= Tram track (medicine) =

Pattern seen in radiologic examinations

Tram tracks or tram-track signs are medical signs that bear some resemblance to tramway tracks.

==Pulmonology==
When found in the lungs, tram tracks are radiologic signs that are usually accompanied by pulmonary edema in cases of congestive heart failure and bronchiectasis. Tram tracks are caused by bronchial wall thickening, and can be detected on a lateral chest X-ray.

==Nephrology==
The term "tram tracks" is also used to describe the basement membrane duplication found on light microscopy that is characteristic of membranoproliferative glomerulonephritis (MPGN) type I. (It is less commonly associated with types II and III.)

==Neurology==
The term has also been used to describe findings associated with optic nerve sheath meningioma. In the orbit the sign is formed by two enhancing lines, made up of the optic nerve sheath and the surrounding tumour, on either side of the non-enhancing optic nerve. It is seen on contrast-enhanced CT and MRI, and is used to tell an optic nerve sheath meningioma apart from an optic nerve glioma. A glioma grows within the substance of the nerve, so the nerve and tumour are not distinct and the sign is absent. Calcification occurs in 20 to 50% of optic nerve sheath meningiomas, so the sign can also appear on non-contrast CT as a line of calcification around the nerve, though this is less common.

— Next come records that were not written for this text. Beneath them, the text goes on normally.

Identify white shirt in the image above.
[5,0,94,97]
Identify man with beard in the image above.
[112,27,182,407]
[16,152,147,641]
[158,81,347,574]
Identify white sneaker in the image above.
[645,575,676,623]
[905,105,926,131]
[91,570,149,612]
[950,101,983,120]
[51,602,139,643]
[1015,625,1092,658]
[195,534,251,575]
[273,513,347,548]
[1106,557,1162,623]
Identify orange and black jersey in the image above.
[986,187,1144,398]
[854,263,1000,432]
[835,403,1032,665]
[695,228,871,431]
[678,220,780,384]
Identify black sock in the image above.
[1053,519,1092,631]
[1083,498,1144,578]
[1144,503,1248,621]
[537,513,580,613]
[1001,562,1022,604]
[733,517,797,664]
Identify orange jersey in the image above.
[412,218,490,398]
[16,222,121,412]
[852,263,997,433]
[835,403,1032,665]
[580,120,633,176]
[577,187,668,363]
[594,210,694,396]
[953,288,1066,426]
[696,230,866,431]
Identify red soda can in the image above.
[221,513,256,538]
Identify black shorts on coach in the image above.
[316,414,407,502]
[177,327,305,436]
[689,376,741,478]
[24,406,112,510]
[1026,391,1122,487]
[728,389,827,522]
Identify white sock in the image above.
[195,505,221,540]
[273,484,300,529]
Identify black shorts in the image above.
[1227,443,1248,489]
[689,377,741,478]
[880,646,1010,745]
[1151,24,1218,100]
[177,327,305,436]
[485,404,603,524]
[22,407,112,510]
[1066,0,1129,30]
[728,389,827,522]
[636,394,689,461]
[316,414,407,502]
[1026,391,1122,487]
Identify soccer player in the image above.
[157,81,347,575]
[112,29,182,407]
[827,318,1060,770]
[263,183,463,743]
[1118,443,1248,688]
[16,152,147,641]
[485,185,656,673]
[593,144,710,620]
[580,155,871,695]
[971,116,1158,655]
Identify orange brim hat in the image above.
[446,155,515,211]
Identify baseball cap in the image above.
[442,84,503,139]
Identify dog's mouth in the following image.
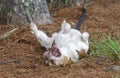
[51,46,61,57]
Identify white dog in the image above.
[44,21,89,65]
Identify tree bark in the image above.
[0,0,52,25]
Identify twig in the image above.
[0,28,18,40]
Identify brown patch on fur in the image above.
[61,56,72,66]
[78,50,86,59]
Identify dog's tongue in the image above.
[52,48,61,57]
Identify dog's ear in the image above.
[52,48,61,57]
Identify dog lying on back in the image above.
[44,21,89,65]
[30,20,89,65]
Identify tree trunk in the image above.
[0,0,52,25]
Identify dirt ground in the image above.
[0,0,120,78]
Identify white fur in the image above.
[45,21,89,65]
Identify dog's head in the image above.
[44,46,71,65]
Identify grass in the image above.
[90,36,120,59]
[89,35,120,78]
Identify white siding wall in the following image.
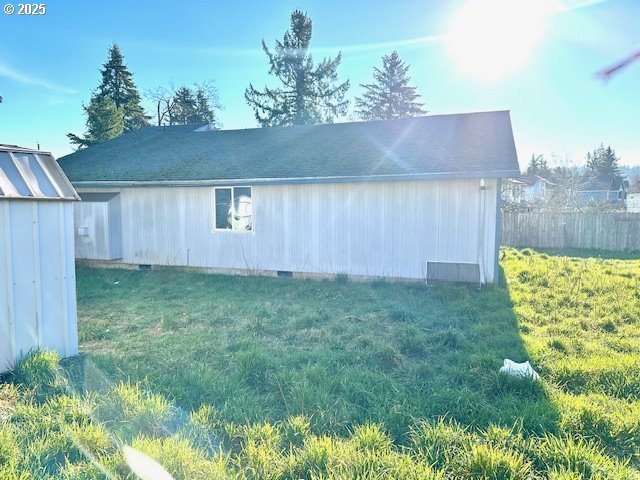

Tram track-shaped calcifications in the cerebral cortex indicate Sturge–Weber syndrome. where intracranial gyriform calcification (brain imaging) seen mostly in occipital and posterior parietal/temporal lobe; this syndrome consists triad of port wine stain, seizure(usually focal but may become generalized), eye manifestation(e.g., glaucoma).

==Mammary glands==
Tram track appearance in mammography/USG indicates Duct Ectasia.